Hi,
I ran into an issue yesterday and I’m not sure how much of a Docker or Compose issue it is, or if it was just me that shot myself in the foot.
My RabbitMQ container name had underscore in it and the Java application trying to connect to it was setting up the connection factory by passing it a java.net.URI object create roughly like so: new URI("amqp://guest:guest@"+another's container name via environment variable+":5672")
.
Deep down, java.net.URI parses the received String (something like “amqp://guest:guest@be_rabbitmq:5672”) and fails on the hostname part. This left the “host” field of the java.net.URI object null.
I have found an interesting answer on whether hostname and domain name can have underscore in them:
For some reason, it never occurred to me that underscore could be dangerous in a hostnames. Now that I think of it, I don’t remember seeing it anywhere.
Anyway, what is Docker or Compose stance on this? Are underscore allowed in container–>dns names?

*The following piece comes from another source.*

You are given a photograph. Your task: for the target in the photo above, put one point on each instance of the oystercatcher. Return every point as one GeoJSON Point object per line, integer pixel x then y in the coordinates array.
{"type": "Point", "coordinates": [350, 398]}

In much more details, here’s what happened:
I had to manage a set of services in Docker. They all have to be part of the same docker-compose.yml, but there’s two logical groups: backend and frontend. Because some components already had hyphens in their name, I decided to name the containers with the following convention: prefix_project-name. E.g.: be_redis, be_rabbitmq, fe_the-service, fe_the-app.
This worked great for all of the backend stack (RabbitMQ, elasticsearch, Redis, DynamoDB local, etc) and most of the front-end stack (Node.js apps, Nginx router).

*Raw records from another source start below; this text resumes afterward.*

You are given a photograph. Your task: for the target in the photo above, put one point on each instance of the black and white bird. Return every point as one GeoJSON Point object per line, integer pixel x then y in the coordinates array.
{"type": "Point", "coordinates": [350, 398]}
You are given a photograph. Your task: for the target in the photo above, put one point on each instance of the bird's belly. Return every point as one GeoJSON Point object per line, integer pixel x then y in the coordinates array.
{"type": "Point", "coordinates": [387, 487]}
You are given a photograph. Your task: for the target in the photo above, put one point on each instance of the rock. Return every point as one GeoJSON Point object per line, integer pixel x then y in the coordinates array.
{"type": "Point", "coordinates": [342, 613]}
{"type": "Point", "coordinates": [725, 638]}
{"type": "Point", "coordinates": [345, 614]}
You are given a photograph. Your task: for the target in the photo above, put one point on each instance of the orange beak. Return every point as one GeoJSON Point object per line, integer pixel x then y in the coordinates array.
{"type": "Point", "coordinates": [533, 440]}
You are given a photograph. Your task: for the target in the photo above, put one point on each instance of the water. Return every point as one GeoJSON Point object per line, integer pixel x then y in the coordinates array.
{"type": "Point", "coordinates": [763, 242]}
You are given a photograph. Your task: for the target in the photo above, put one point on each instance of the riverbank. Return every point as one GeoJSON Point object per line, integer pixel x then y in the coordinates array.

However, when I added to the lot a Java application that needed to connect to Reddis, it wouldn’t work.
I pinpointed the problem to that line: CachingConnectionFactory connectionFactory = new CachingConnectionFactory(new URI(rabbitMQUrl));
rabbitMQUrl value was: amqp://guest:guest@be_rabbitMQ:5672
When logging the state of the connection factory, it said that the host was localhost:
log.debug("DEBUG--- connectionFactory: "+connectionFactory); //output: DEBUG--- connectionFactory: CachingConnectionFactory [channelCacheSize=1, host=localhost, port=5672, active=true ...]
So I edited the code to explicitly set the host and logged again:
connectionFactory.setHost("be_rabbitMQ"); log.debug("DEBUG--- connectionFactory: "+connectionFactory); //output: DEBUG--- connectionFactory: CachingConnectionFactory [channelCacheSize=1, host=be_rabbitMQ, port=5672, active=true ...]
That was very intriguing and by digging deeper, as said at the beginning of this thread, I found that java.net.URI parses the received String and fails on the hostname part. This left the “host” field of the java.net.URI object null. The Java RabbitMQ ConnectionFactory protects itself against null hostname and falls back to localhost, should uri.getHost() == null.